The 2020 census undercounted Latinos, blacks and Native Americans

The undercount rate for the Latino population was more than three times the rate for this group in 2010, according to census estimates.

Overall, officials estimate that 0.24% of the country’s population, or about 782,000 people, were missed in the count. That margin was not statistically significant, officials said, but undercount rates for certain demographic groups were.

Census Bureau Director Robert Santos acknowledged those concerns Thursday when announcing the undercount analysis, which he said was based on two independent studies to gauge the quality of the 2020 count.

“The Census Bureau has faced an unprecedented set of challenges over the past two years. Many of you, myself included, have expressed concern. How could anyone not be concerned?” Santos said in recorded remarks. “Today’s findings will dispel some of those concerns and leave others for further exploration.”

For some groups, undercount rates have increased

According to one estimate, known as the post-census survey, 18.8 million people were not counted correctly in the 2020 census. But about 10.9 million people in this group were eventually counted in a statistical process called imputation, which is used for addresses that have not responded. More than 7 million others were counted in error, largely due to duplicates. Ultimately, officials said the bureau’s tally of the total US population was accurate.
The undercount rate for the Latino population in the 2020 census was 4.99%, more than three times the rate for that group in 2010, according to the census. The undercount rate of people who identify as “another race” has also increased significantly, from 1.63% in 2010 to 4.34% in 2020.

Officials said undercount rates for other groups were significant, but statistically similar to earlier findings. The undercount rate for the black population was 3.3%, while the undercount rate for Native American and Alaska Native populations living on reservations was 5.64%.

Other groups were overcounted in the 2020 census, according to estimates. The overcoverage rate for the non-Hispanic white population was 1.64%, while the overcoverage rate for the Asian population was 2.62%.
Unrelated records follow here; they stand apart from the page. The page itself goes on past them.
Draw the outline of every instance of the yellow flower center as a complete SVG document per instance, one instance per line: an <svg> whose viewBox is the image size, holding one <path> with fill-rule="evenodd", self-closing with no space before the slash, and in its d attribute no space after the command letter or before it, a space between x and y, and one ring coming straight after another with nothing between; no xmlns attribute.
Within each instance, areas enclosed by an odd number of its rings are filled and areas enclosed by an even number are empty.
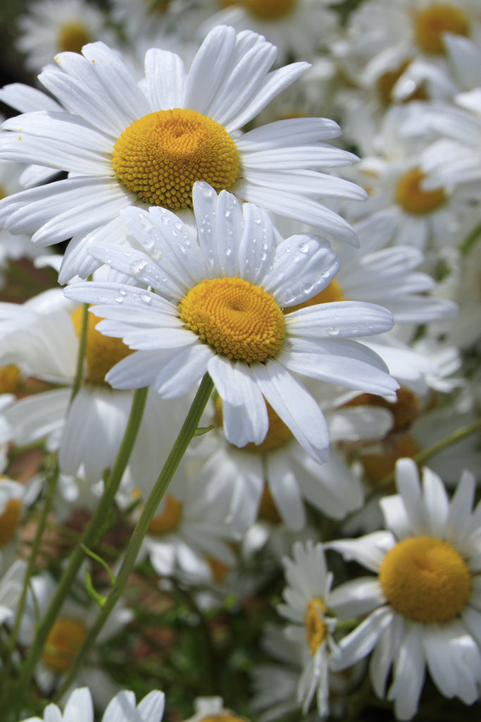
<svg viewBox="0 0 481 722"><path fill-rule="evenodd" d="M247 12L262 20L278 20L293 12L296 0L242 0Z"/></svg>
<svg viewBox="0 0 481 722"><path fill-rule="evenodd" d="M415 215L430 213L446 202L442 188L433 191L423 190L421 183L424 178L424 173L419 168L412 168L397 181L396 202L407 213Z"/></svg>
<svg viewBox="0 0 481 722"><path fill-rule="evenodd" d="M176 108L134 121L114 145L118 180L149 206L191 208L192 188L205 180L219 193L239 175L235 143L216 121Z"/></svg>
<svg viewBox="0 0 481 722"><path fill-rule="evenodd" d="M167 494L165 499L164 510L154 516L149 525L149 532L151 534L167 534L174 531L180 523L184 505L178 501L172 494Z"/></svg>
<svg viewBox="0 0 481 722"><path fill-rule="evenodd" d="M392 89L410 62L410 60L407 60L399 68L397 68L395 70L388 70L377 79L377 93L384 105L390 105L393 102ZM416 87L410 95L404 98L403 103L408 103L410 100L427 100L428 95L425 89L423 86L420 85Z"/></svg>
<svg viewBox="0 0 481 722"><path fill-rule="evenodd" d="M471 574L459 552L433 536L396 544L381 565L379 582L396 612L425 624L453 619L471 591Z"/></svg>
<svg viewBox="0 0 481 722"><path fill-rule="evenodd" d="M388 474L392 474L400 458L412 458L419 453L416 442L407 435L398 434L389 437L385 442L383 453L366 453L361 464L371 484L380 484Z"/></svg>
<svg viewBox="0 0 481 722"><path fill-rule="evenodd" d="M229 359L267 361L284 340L283 313L262 286L243 279L206 279L179 303L185 328Z"/></svg>
<svg viewBox="0 0 481 722"><path fill-rule="evenodd" d="M219 714L207 715L199 722L247 722L243 717L237 717L230 712L219 712Z"/></svg>
<svg viewBox="0 0 481 722"><path fill-rule="evenodd" d="M68 22L58 32L58 49L59 51L80 53L84 45L92 40L85 25L81 22Z"/></svg>
<svg viewBox="0 0 481 722"><path fill-rule="evenodd" d="M86 637L87 629L81 622L69 617L61 617L50 630L42 661L56 672L68 671Z"/></svg>
<svg viewBox="0 0 481 722"><path fill-rule="evenodd" d="M79 337L81 333L84 308L80 306L71 315L74 328ZM87 314L87 346L85 360L87 367L86 380L89 383L102 383L108 386L105 374L112 366L125 356L133 353L120 339L103 336L95 326L102 319L93 313Z"/></svg>
<svg viewBox="0 0 481 722"><path fill-rule="evenodd" d="M316 653L327 632L322 617L325 609L324 601L319 599L311 599L307 604L304 624L311 654Z"/></svg>
<svg viewBox="0 0 481 722"><path fill-rule="evenodd" d="M0 548L6 546L15 536L22 516L22 500L9 499L0 514Z"/></svg>
<svg viewBox="0 0 481 722"><path fill-rule="evenodd" d="M16 393L20 380L20 370L14 364L0 366L0 393Z"/></svg>
<svg viewBox="0 0 481 722"><path fill-rule="evenodd" d="M391 432L405 431L419 416L419 399L415 393L404 386L397 389L396 396L395 401L388 401L374 393L360 393L344 405L348 407L370 406L387 409L393 417Z"/></svg>
<svg viewBox="0 0 481 722"><path fill-rule="evenodd" d="M333 301L345 300L345 296L343 293L343 289L340 287L339 282L335 278L323 291L321 291L320 293L318 293L312 298L309 298L308 301L303 301L302 303L298 303L297 305L289 306L288 308L285 308L284 313L291 313L293 311L296 311L299 308L306 308L308 306L315 306L318 303L331 303Z"/></svg>
<svg viewBox="0 0 481 722"><path fill-rule="evenodd" d="M435 3L416 14L414 38L426 53L444 53L443 35L468 35L469 22L461 8Z"/></svg>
Lawyer calls results ‘completely unacceptable’

News of the Latino population undercount drew strong criticism from Arturo Vargas, CEO of the National Association of Latino Elected and Appointed Officials Educational Fund, who described the 2020 census as a “fire in five alarms”.

“A 2020 census that more than tripled the percentage of undercounted Latinos from the 2010 census is totally unacceptable and further demonstrates the urgent need for our nation to make fundamental changes to how we count residents. Americans,” Vargas said in a statement.

Santos said the quality of the total population count is “robust and consistent with that of recent censuses,” which he called “remarkable” given the challenges the 2020 count faced.

“Taking today’s results as a whole, we believe the 2020 census data is suitable for many uses in decision-making, as well as for painting a vivid portrait of our nation’s population. Yes , there are areas of concern, and we will explore those further,” Santos said.


Not all news on the site expresses the point of view of the site, but we transmit this news automatically and translate it through programmatic technology on the site and not from a human editor.